# "Legion accuses Harper government of discrimination over benefits"



## The Bread Guy (22 Jul 2011)

> The Royal Canadian Legion is accusing the Conservative government of discrimination for offering support services only to Afghanistan veterans instead of all military personnel.
> 
> At issue is the Legacy of Care Program announced in September 2010 by former Veterans Affairs Minister Jean-Pierre Blackburn and Defence Minister Peter MacKay, which promised five major support services to Canadian Forces veterans.
> 
> ...


Source:  _Toronto Star_, 22 Jul 11


----------



## GAP (22 Jul 2011)

The issue was with Afghan Vets, it was sorted out for Afghan Vets....period....the Legion is wrong.


----------



## Wookilar (22 Jul 2011)

Agreed.

A couple of thoughts though:

1) It sets a precedence for differential treatment based solely on theater of operations, which will be decided by VAC, not DND/CF. Since there are (next to) no CF pers inside VAC, who exactly, and by what process, will this be decided?

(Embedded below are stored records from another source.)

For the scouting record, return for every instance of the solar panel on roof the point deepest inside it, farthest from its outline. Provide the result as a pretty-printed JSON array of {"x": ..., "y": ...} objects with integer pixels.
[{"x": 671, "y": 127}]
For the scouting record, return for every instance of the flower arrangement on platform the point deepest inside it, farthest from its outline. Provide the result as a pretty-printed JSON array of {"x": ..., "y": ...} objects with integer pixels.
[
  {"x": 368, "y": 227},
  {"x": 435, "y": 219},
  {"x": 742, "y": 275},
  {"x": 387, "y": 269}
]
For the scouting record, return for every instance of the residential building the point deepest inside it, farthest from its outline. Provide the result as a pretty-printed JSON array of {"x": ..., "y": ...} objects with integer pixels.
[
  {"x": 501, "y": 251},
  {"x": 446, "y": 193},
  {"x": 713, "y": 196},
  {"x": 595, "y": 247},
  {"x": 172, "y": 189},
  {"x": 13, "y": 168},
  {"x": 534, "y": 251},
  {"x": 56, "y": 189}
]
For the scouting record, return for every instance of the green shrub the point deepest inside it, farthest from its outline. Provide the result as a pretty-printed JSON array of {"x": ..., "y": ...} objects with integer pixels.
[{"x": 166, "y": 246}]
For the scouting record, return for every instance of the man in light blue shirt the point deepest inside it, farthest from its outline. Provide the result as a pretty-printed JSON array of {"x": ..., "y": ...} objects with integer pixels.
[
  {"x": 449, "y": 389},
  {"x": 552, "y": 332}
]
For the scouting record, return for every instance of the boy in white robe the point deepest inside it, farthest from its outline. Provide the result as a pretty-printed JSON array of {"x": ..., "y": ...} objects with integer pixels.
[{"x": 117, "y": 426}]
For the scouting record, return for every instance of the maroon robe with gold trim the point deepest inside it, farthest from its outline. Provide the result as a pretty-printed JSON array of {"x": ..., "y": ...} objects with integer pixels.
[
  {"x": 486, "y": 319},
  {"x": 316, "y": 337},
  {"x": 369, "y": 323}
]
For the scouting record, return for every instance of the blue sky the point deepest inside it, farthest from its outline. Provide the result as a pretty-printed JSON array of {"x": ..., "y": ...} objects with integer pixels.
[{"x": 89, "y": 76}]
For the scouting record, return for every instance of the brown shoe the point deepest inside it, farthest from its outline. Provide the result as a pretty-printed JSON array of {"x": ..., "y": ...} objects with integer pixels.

I can see where this might be unfair discrimination. Since the current mission in A'stan is simply another NATO mission, what differentiates it, on a legal basis, from KFOR?

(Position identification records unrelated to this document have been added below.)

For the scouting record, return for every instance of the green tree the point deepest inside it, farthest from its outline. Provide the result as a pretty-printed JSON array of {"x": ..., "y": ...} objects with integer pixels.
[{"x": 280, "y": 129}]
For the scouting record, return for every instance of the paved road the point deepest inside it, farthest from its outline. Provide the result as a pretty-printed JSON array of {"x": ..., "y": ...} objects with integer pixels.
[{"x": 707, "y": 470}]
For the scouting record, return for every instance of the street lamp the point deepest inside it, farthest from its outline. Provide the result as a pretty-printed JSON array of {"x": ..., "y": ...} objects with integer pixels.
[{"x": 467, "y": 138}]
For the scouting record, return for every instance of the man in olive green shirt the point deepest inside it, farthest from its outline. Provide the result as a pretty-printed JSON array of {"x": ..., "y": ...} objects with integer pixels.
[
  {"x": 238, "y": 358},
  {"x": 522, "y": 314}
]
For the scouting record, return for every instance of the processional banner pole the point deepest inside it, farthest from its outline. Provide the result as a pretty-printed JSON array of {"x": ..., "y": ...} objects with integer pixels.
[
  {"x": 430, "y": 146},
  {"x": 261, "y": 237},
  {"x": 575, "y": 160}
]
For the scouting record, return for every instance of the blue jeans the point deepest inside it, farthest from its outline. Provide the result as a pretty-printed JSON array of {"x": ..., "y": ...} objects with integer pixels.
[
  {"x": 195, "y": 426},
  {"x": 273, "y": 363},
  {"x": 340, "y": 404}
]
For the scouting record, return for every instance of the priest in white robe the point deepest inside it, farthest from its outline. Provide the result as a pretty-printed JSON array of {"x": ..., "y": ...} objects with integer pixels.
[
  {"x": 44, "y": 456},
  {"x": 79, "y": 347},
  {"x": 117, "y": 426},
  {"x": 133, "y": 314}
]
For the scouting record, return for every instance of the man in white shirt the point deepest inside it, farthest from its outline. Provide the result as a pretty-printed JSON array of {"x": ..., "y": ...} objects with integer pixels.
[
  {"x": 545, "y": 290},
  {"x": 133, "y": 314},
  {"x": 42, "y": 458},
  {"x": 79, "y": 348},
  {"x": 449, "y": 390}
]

2) This is going to be an administrative nightmare. VAC has a hard enough time keeping fairly simple files together. This adds another level of complexity that, quite frankly, I do not trust them to handle appropriately. Also, what about injuries that originally happened somewhere else, but are made worse in A'stan (which is quite common)? How will that work?

3) This seems to me to be the good idea fairy coming to roost. Since VAC seems preoccupied by $ spent on programs (which is their only reason for existing: i.e. to spend money on appropriate programs), the amount of money that we are talking here would be a drop in the bucket compared to the overall costs if only applied to claims from A'stan.

I think this will _appear_ to be simply penny pinching with no real justification of segregation forthcoming.

Wook


----------



## CountDC (22 Jul 2011)

GAP said:
			
		

> The issue was with Afghan Vets, it was sorted out for Afghan Vets....period....the Legion is wrong.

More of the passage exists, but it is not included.